Parmi ces parutions se trouve l’œuvre de Jacques Abeille. Né
en 1942, peintre surréaliste, écrivain, un véritable artiste du pays bordelais,
Jacques Abeille a été traîné depuis les années 80 de maisons d’édition en
maisons d’édition, passant par Flammarion, Deleatur, Ginkgo, Zulma, L’Ombre ou
Joelle Losfeld, il a finit par donner son manuscrit à Attila, maison crée par
de jeunes éditeurs qui dépoussièrent les œuvres d’art, une maison d’édition qui
monte qui monte, le tout grâce à un flair du tonnerre et des goûts sûrs, ainsi
qu’à des maquettes de livres-objets absolument sublimes. Pour ça d’ailleurs
Jacques Abeille s’est associé au dessinateur Schuiten (Les cités obscures, Casterman), leurs deux univers
délirants s’accordant parfaitement pour remettre au goût du jour les étonnants
Jardins statuaires.
C’est ce dont je vais enfiiiiiiiiiin vous parler.
Enfiiiiiiiiiiiin, parce que, quand même, le livre est paru chez Attila en 2010,
et après avoir vu moult de mes comparses libraires me dire « Pu**** c’est
extraordinaire ce livre, vraiment incroyable », l’orner de COUP DE CŒUR comme
un sapin de Noël et idolâtrer Jacques Abeille, je me suis dit : bon bah
Guixxx, qu’est-ce que t’attend ?
Car notre cher Jacquou vient de sortir en poche, pour la
première fois en plus de 25 ans il me semble. Les jardins statuaires ont
finalement atterrit chez Gallimard, et le service de presse entre mes mains.
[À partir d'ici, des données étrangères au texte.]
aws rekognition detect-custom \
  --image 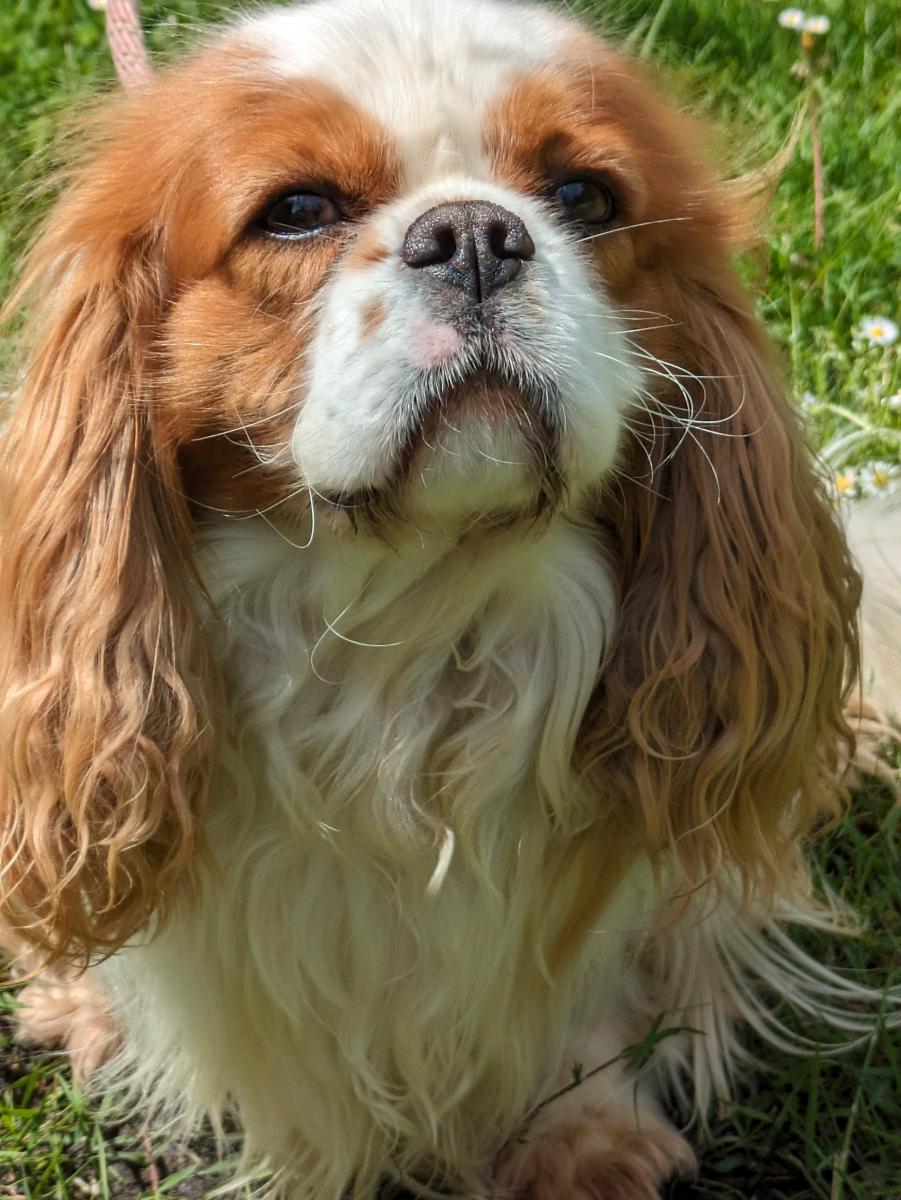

Alors, bon, rassemblons nos moutons, de quoi est-ce que ça
parle, ces jardins statuaires, et est-ce vraiment si bien qu’on le dit ?
J’en parlais avec une de mes amies, l’une des seules qui m’a
dit « écoute, franchement j’ai essayé, mais au bout de trente pages il m’est
tombé des mains ». Ce qui n’aide pas en général, mais il est bon d’avoir
des avis opposé pour se faire sa propre opinion.
Il faut dire que l’histoire des Jardins Statuaires avait
tout pour me plaire. Ambiance un brin médiévale, aventure guerrière, atmosphère
mystérieuse aux abords du fantastique, léger souffle de fantasy.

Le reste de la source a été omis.